Curating structured data
Curating structured data transforms raw data into trusted, well-documented assets that your organization can confidently use for analytics, reporting, and decision-making.
- Required services
- IBM watsonx.data intelligence
- Some capabilities require additional services:
- IBM watsonx.data integration for using the DataStage tool for advanced analysis in the context of metadata enrichment (advanced profiling, and in-depth key and relationship analyses)
- watsonx.ai for all capabilities that use generative AI
Before you can start curating data, you must have set up watsonx.data intelligence so that you have a governance framework and at least one catalog for sharing the curated assets (see Planning to implement data governance).

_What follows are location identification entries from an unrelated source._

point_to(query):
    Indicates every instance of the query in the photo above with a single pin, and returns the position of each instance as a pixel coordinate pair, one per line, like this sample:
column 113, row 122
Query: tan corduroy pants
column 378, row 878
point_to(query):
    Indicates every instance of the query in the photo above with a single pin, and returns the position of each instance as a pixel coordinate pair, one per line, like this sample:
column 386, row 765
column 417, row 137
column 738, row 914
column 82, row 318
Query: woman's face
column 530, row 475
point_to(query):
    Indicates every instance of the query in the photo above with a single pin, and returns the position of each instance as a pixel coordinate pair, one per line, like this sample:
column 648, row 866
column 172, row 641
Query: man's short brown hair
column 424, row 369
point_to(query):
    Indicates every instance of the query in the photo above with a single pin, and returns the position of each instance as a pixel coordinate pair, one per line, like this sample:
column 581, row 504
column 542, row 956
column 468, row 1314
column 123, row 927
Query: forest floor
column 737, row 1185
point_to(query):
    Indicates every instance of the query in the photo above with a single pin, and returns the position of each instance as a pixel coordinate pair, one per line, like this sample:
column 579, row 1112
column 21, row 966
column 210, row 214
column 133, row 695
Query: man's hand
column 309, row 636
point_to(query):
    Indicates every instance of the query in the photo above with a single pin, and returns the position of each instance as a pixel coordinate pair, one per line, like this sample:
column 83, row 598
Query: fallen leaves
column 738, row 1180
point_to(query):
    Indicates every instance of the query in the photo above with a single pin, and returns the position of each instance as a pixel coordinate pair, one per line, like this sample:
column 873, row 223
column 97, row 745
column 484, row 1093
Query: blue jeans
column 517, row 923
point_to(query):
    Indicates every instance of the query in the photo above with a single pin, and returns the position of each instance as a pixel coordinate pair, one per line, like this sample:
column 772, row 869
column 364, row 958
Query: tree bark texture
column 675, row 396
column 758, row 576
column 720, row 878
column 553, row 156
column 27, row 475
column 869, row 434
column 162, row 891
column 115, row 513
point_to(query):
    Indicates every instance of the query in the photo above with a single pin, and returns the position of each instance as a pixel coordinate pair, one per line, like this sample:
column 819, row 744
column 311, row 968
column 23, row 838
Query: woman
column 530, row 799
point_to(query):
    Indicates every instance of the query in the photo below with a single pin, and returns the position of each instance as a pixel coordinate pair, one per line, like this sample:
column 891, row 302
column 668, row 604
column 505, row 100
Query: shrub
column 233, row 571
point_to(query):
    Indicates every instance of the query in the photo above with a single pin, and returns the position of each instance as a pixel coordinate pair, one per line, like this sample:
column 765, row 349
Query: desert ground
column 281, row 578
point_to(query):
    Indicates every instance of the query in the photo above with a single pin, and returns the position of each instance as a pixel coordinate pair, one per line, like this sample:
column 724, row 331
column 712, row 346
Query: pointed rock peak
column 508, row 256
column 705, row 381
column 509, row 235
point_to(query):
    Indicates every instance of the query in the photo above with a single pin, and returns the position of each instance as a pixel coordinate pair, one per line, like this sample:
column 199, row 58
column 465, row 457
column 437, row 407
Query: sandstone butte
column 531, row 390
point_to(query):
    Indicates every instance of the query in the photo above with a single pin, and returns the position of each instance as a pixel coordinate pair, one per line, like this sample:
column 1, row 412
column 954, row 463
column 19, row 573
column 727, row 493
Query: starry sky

Curation can be a mostly manual process where you curate data assets one at a time. Advanced curation is a more automated process where many of the curation tasks are completed automatically for multiple data assets simultaneously.
Advanced curation has these benefits:
- Scale: Process thousands of data assets in a single operation.
- Consistency: Apply the same standards and rules across all assets.
- Speed: Complete in hours what would take weeks manually.
- Accuracy: Machine-learning algorithms and LLM-based term generation and assignment improve term and classification assignments over time.
- Maintenance: Scheduled jobs keep metadata current automatically.
Your watsonx.data intelligence tools are in collaborative workspaces called projects. Create a project, or join one, and use the tools to curate structured data. After assets are properly enriched and validated, you publish them to catalogs for broader consumption.
Data formats
You can work with structured data in the following formats:
- Tables from relational and nonrelational data sources, Amazon S3 Delta Lake tables
- Data from file-based connections to the data sources
- Tabular data
- Tool-specific formats from connections to external tools
Not all tools support the same data formats. For details, see the tool-specific information:
- Metadata import, metadata enrichment, and data quality: Supported connectors for discovery, enrichment, and data quality of structured data
- Lineage import: Supported connectors for lineage import
- Data Refinery: Refining data
- Visualizations: Visualizing your data
Capabilities
You curate structured data in these ways:
- Discover and import
- Connect to your data sources and import metadata to create data assets. The metadata import tool discovers tables, files, and their structures without moving the actual data. See Importing metadata.
- Enrich your data
- Examine the data to understand its content, quality, and characteristics. With the metadata enrichment tool, identify data types, detect patterns, and generate statistics. Add business meaning by assigning terms, classifications, and descriptions to connect technical data structures to business concepts. Identify connections between data assets, such as primary and foreign keys, to show how data relates across your organization. See Enriching data assets.
- Assess quality
- Run quality checks to identify issues like missing values, duplicates, or data that doesn't match expected patterns. Quality scores help users understand data reliability. The metadata enrichment tool can automatically detect and run relevant check, but you can also manually create and run data quality checks with the data quality tools. See Managing data quality.
- Refine data
- Cleanse and shape data with the Data Refinery tool. Cleanse data to fix or remove data that is incorrect, incomplete, improperly formatted, or duplicated. Shape data to customize it by filtering, sorting, combining or removing columns. See Refining data.
- Visualize data
- Create visualizations to explore data from different perspectives, so that you can identify patterns, connections, and relationships within that data and quickly understand large amounts of information. See Visualizing your data.
Ways to work
You work with these tools in the UI:
- Metadata import
- Metadata enrichment
- Data quality definitions
- Data quality rules
- Data Refinery
Create visualizations on the Visualization tab of the project that is your workspace for curating data.
You can perform most curation tasks with APIs instead of the user interface. Links to IBM Knowledge Catalog API are listed for each applicable task.
Workflow
To begin curating structured data:
- Create or join a project for your curation work.
- Add connections to your data sources.
- Import metadata to create data assets.
- Run metadata enrichment to add context and quality information.
- Review and refine the results.
- Publish curated assets to a catalog.
Each step builds on the previous one, gradually transforming raw data into valuable, trusted assets your organization can use with confidence.